Dalla storia antica ai giorni nostri, la Grecia, come tutti i Paesi Mediterranei dal clima caldo e dalla geografia marina ricca di coste e isole, ha sviluppato un grande gusto per la birra. Il consumo cresce nella stagione estiva quando il bel tempo invita a rinfrescarsi con un’ottima birra fredda. Anche la cucina del Peloponneso ben si abbina alle più diverse referenze birrarie. Per queste ragioni nel corso degli ultimi due decenni sono nati numerosi birrifici artigianali nelle isole principali, in quelle minori, e ovviamente nella capitale Atene.

Creta ha più di 10 birrifici e tutti hanno raggiunto una buona qualità grazie alla passione dei mastri birrai. Si è sviluppato anche un modello di visita che ricorda quello dell’enoturismo, una gita nell’entroterra per sfuggire al caldo delle spiagge e approfondire la propria cultura birraria.

A Heraklion ecco il birrificio Kasta, nel cuore della città, con sette birre artigianali alla spina.
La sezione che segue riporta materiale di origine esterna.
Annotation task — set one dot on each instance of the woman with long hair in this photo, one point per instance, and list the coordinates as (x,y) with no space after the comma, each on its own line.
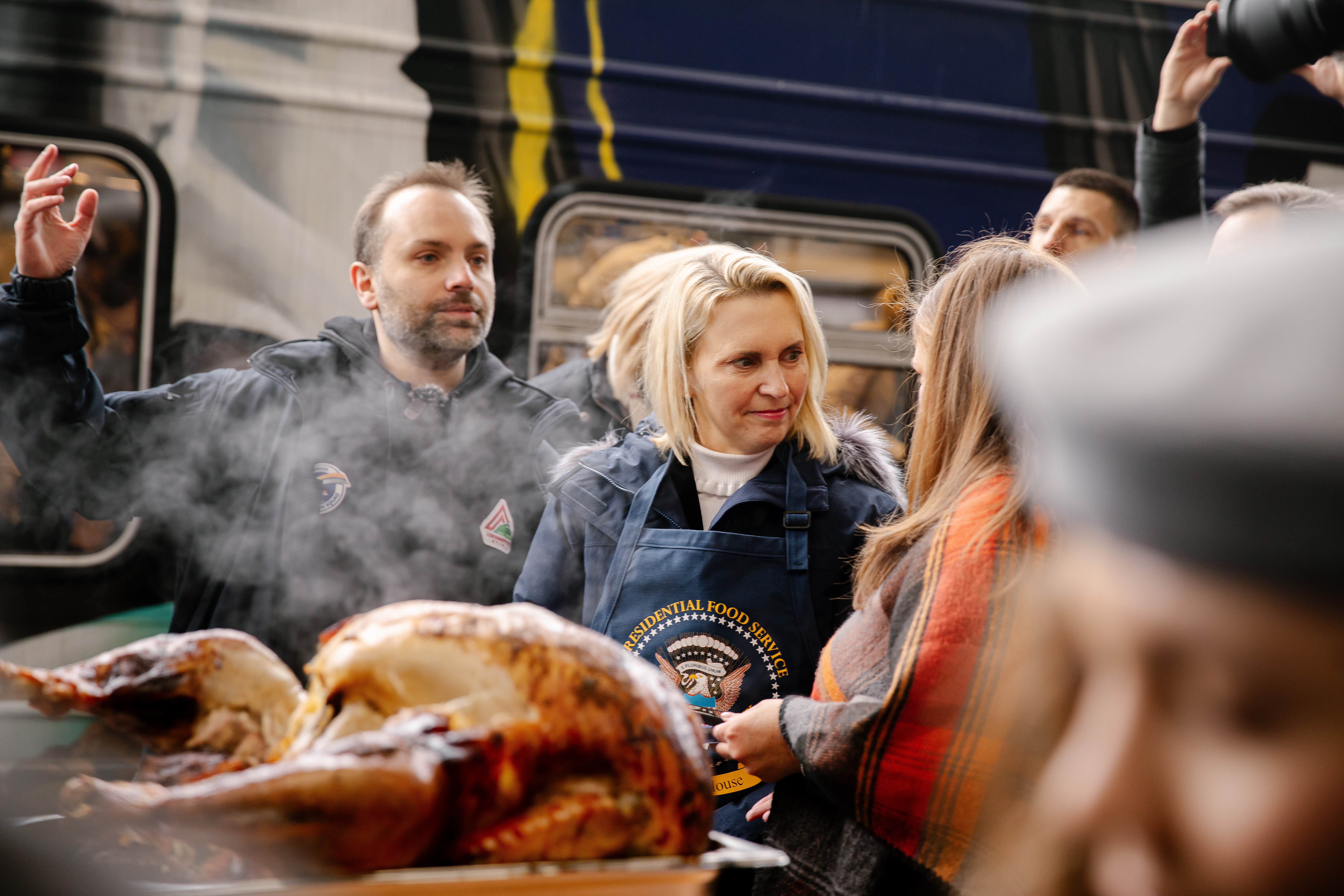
(714,539)
(897,743)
Percorrendo pochi chilometri, nel villaggio di Kallithea, il birrificio Solo propone cinque birre alla spina e diverse referenze in bottiglia.

Questi birrifici artigianali producono ogni stile di birra: dalle Lager alle rosse, dalle Stout alle IPA.

Anche nella zona di Chania si trovano alcuni interessanti indirizzi: il birrificio Xaos e la più piccola e giovane realtà del birrificio Azatis (che in greco significa libertà) che propone una piacevole Weiss, la “Agrimi”, e la “Falconi” più intensa e dai toni mielati.

Nell’ aperta campagna dell’entroterra, si trova il villaggio di Agios Georgios dove ha sede il birrificio artigianale Rethymnian che oltre ad una lager e una blond di maggior carattere, producono una notevole birra scura, una dark Ale.

Carattere, profumi freschi e sentori intensi caratterizzano le birre greche, in crescita dal punto di vista qualitativo e della selezione degli ingredienti. Alcune realtà si sono distinte in concorsi birrari come il microbirrificio Nissos che ha vinto una stella d’argento europea o il microbirrificio Septem, che ha vinto il premio “Brewer of the Year” per l’Europa.

In tutta la Grecia si trovano oltre cento realtà produttive da Santorini a Mykonos, da Creta a Corfù, Rodi o Chios e, oltre alle maggiori città quali Atene, Salonicco, Patrasso, Sparta, Olimpo e Kalamata, si produce anche nelle isole più piccole, tra le quali Samotracia, Tinos, Ikaria.

Quando ci si trova nella capitale vale la pena organizzare una visita al birrificio Athineo, dove oltre alla storia della bevanda e molte curiosità, si trova una vasta scelta in degustazione.

Per approfondire ancora la gamma delle birre greche ci si sposta al Pireo per scegliere, vista mare, tra birre provenienti da tutta la Nazione

Infine a Patrasso il birrificio Kykao, nato dalla passione di cinque soci che si definiscono piccoli e indipendenti e che hanno l’obiettivo di lavorare alla massima qualità nel pieno rispetto dell’ambiente e della sostenibilità. Dalla loro apertura nel 2020, hanno lanciato più di cinquanta diverse birre.